Liam Brignull

Personal information
- Born: 23 February 1993 (age 33) Cardiff, Wales

Sport
- Sport: Field hockey
- Position: Midfield

Senior career
- Years: Team / Caps / Goals
- –2011: Cheltenham / - / -
- 2011–2017: Cardiff & Met / - / -

National team
- Years: Team / Caps / Goals
- 2012–2017: Wales / 70 / -

= Liam Brignull =

Welsh field hockey player

Liam Roy Brignull (born 23 February 1993) is a former field hockey player who represented Wales. He competed for Wales at the 2014 Commonwealth Games. His father is Phil Brignull.

== Biography ==
Brignull, born in Cardiff, Wales, was educated at Dean Close School and studied Cardiff Metropolitan University.

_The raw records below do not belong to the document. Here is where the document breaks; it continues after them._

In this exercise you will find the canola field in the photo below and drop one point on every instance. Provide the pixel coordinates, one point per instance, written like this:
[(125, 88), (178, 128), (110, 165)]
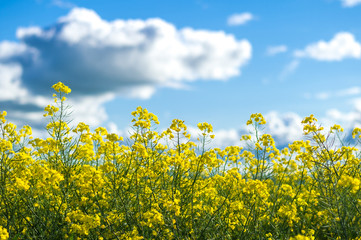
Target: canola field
[(83, 184)]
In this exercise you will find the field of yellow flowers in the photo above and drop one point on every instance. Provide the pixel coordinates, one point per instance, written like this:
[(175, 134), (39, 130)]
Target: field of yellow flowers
[(79, 184)]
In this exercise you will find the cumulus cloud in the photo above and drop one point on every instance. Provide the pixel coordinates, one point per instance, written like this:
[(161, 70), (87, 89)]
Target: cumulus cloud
[(239, 19), (343, 45), (350, 3), (274, 50), (101, 59)]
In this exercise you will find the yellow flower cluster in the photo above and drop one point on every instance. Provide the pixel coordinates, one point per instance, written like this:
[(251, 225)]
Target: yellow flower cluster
[(84, 184)]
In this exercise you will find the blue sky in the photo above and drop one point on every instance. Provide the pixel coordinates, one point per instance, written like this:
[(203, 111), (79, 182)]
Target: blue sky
[(197, 60)]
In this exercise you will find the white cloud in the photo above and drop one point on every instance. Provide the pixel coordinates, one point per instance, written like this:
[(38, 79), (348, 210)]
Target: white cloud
[(350, 3), (128, 54), (273, 50), (342, 45), (239, 19), (289, 69), (352, 91)]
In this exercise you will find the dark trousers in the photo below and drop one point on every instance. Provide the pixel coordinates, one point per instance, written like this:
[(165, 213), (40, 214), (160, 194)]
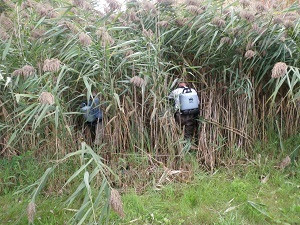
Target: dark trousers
[(189, 122), (92, 126)]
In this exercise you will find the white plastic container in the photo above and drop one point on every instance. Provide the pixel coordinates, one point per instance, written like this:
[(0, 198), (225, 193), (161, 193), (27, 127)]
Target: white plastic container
[(188, 99)]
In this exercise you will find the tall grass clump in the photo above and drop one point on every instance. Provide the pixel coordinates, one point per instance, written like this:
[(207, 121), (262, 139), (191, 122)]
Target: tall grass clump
[(243, 61)]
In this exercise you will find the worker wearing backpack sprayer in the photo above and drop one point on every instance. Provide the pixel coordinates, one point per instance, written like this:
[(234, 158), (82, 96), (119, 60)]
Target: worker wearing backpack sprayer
[(93, 117), (187, 108)]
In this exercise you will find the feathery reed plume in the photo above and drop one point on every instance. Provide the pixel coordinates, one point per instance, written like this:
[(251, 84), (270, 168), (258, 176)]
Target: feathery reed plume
[(288, 24), (219, 22), (9, 3), (256, 28), (226, 12), (148, 6), (28, 4), (284, 163), (195, 10), (115, 202), (249, 54), (137, 81), (192, 2), (37, 33), (249, 45), (165, 2), (5, 21), (181, 21), (85, 39), (51, 65), (244, 3), (105, 37), (283, 37), (3, 35), (291, 16), (113, 4), (27, 70), (17, 72), (31, 210), (163, 23), (249, 16), (278, 20), (225, 40), (78, 3), (148, 33), (128, 53), (260, 8), (70, 26), (45, 10), (132, 16), (279, 70), (236, 31), (46, 98)]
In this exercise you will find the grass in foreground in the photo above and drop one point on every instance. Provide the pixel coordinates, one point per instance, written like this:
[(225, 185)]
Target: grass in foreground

In 2014 he represented the Great Britain U23 team in Malaysia. and while at the university, he played club hockey for the Cardiff & Met Hockey Club and while at Cardiff & Met in 2014, he was selected to represent the Welsh team at the 2014 Commonwealth Games in Glasgow, Scotland in the men's tournament.

In 2017, he signed to play association football for Bishop's Cleeve F.C. and set up a mortgage business, where he works as a partner and adviser.